Zoals bij alle vormen van diabetes zal een arts een A1C-bloedtest doen om uw gemiddelde bloedglucosewaarde te bepalen. Andere bloedonderzoeken kunnen worden gedaan om type 1- of type 2-diabetes uit te sluiten.
Genetisch onderzoek wordt gedaan als er een mogelijkheid is dat iemand MODY heeft en minder kans heeft op type 1- of type 2-diabetes. Een genetische test (met een bloedmonster) kan een definitieve MODY-diagnose vaststellen.

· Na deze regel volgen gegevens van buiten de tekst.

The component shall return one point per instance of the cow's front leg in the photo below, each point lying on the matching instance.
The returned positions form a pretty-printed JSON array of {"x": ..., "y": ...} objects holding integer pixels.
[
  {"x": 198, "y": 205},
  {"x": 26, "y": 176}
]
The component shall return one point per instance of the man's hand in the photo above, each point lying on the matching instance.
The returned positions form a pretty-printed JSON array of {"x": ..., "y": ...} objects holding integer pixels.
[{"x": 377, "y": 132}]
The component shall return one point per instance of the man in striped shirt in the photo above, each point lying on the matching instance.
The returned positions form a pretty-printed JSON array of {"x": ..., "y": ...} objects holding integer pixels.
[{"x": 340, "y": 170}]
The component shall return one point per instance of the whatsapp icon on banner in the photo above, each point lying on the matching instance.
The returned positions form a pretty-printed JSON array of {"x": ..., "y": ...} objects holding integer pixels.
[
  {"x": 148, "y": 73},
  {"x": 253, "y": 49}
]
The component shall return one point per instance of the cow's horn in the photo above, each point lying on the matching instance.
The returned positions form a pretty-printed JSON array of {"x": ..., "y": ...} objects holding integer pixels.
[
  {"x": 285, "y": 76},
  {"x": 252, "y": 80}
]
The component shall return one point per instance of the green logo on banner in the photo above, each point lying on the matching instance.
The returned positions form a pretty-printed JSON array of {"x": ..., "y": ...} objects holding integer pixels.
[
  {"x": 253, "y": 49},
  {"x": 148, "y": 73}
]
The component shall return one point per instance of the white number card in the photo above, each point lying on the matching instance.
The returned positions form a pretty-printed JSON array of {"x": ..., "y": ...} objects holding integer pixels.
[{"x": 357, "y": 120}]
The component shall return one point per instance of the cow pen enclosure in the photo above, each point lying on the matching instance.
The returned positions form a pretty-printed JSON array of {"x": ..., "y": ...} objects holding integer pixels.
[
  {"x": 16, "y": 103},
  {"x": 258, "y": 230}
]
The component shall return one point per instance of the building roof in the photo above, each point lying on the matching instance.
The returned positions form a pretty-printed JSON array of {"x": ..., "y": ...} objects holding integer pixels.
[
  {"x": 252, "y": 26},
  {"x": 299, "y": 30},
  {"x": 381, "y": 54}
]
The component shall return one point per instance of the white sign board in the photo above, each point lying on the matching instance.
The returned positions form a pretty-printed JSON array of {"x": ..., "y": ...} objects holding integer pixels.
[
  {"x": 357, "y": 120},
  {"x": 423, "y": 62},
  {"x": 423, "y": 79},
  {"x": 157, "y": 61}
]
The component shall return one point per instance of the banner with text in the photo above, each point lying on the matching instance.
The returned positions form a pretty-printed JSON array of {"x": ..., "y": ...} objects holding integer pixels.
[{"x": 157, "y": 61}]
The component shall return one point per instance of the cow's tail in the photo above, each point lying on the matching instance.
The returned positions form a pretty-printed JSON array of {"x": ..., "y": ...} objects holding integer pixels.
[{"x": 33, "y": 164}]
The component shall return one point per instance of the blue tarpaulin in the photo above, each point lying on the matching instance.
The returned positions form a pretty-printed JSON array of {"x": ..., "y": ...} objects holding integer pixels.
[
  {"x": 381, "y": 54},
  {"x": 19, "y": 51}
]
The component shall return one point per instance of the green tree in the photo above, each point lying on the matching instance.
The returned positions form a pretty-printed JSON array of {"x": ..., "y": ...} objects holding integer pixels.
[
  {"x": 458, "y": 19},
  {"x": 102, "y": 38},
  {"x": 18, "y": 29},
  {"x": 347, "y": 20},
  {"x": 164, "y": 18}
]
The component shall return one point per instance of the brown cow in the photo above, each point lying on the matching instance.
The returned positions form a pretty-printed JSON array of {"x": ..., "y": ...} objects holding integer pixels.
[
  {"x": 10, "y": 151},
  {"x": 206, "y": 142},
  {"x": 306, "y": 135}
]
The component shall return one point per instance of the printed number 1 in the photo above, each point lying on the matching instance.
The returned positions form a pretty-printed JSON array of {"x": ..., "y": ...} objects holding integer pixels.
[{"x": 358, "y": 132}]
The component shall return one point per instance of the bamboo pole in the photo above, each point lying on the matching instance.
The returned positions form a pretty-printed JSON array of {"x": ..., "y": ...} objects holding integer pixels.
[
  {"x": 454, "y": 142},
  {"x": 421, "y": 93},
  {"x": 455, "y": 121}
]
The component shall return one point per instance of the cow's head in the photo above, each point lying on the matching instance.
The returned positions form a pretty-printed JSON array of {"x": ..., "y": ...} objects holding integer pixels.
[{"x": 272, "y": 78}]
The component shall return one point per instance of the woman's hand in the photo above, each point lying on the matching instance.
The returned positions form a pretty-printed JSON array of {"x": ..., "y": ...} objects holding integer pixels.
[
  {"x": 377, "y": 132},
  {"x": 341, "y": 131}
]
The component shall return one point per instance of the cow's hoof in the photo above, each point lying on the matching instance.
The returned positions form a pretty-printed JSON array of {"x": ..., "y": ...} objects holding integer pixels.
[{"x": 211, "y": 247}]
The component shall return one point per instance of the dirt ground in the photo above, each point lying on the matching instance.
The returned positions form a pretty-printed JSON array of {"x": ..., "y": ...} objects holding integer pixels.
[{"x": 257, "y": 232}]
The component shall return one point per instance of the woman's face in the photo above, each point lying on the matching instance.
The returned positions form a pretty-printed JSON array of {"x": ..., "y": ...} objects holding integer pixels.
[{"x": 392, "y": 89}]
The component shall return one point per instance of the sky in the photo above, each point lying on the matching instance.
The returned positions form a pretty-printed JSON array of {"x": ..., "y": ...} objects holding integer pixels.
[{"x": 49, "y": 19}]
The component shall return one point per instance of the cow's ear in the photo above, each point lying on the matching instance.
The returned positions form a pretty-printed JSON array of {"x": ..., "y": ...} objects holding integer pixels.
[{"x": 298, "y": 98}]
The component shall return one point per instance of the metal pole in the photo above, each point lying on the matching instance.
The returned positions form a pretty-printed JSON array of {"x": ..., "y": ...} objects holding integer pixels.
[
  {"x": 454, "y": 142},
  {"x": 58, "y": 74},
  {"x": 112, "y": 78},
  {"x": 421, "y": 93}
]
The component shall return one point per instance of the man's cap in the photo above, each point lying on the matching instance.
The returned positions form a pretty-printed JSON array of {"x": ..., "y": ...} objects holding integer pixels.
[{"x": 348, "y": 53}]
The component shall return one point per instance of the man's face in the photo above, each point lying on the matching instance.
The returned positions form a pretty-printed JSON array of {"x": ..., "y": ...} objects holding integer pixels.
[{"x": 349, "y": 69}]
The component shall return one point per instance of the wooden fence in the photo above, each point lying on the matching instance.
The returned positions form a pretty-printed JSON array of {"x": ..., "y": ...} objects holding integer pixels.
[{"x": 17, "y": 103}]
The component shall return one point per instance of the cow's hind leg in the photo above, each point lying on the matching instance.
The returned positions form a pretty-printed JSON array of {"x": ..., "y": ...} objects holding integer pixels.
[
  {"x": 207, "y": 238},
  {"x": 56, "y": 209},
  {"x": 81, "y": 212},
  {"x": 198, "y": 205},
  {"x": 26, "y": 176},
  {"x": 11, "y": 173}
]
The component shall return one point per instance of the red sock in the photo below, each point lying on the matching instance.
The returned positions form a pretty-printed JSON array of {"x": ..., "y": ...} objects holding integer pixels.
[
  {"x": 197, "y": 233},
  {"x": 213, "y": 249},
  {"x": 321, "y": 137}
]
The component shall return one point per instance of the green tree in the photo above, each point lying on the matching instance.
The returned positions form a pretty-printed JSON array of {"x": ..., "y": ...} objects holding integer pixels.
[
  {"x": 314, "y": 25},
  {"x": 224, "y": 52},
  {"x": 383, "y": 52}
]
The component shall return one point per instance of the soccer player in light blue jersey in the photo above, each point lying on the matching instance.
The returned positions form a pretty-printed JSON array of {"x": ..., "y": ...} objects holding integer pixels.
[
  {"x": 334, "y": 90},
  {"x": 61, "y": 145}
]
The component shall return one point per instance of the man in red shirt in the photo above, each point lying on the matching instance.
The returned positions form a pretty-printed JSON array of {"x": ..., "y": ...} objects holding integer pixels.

Hoe kun je MODY behandelen?
Er zijn momenteel 11 typen MODY die worden veroorzaakt door mutaties in verschillende genen, waarbij de vier typen (hieronder) de meest voorkomende zijn. De behandelingsmogelijkheden hangen af van welk type MODY u heeft, dus een arts of verpleegkundige zal u helpen een plan op te stellen om uw bloedsuiker onder controle te houden.
-
MODY 1 (HNF4A-gen), MODY 3 (HNF1A-gen): mensen met deze vormen van MODY slikken meestal sulfonylureasen (pillen) om hun bloedglucose te verlagen; 30-40% van de mensen zal uiteindelijk ook insuline moeten nemen om hun bloedsuiker binnen de perken te houden.
-
MODY 2 (GCK-gen) komt tot uiting in een licht verhoogde nuchtere bloedsuikerspiegel die een leven lang aanhoudt. Bij deze vorm van MODY zijn meestal geen pillen of insuline nodig, omdat de bloedsuikerspiegel maar een klein beetje stijgt (en behandeling vaak geen effect heeft). Als u zwanger bent en MODY 2 heeft, is het belangrijk de bloedsuikerspiegel en de groei van uw baby goed in de gaten te houden.
-
MODY 5 (HNF1B-gen) is zeldzaam en wordt in verband gebracht met een ongewone ontwikkeling van de nieren. Mensen met MODY 5 hebben meestal insuline nodig.
Voor mensen met welke vorm van MODY dan ook, kan het handhaven van een gezond lichaamsgewicht door een evenwichtige voeding en regelmatige lichaamsbeweging de behandelingsresultaten verbeteren.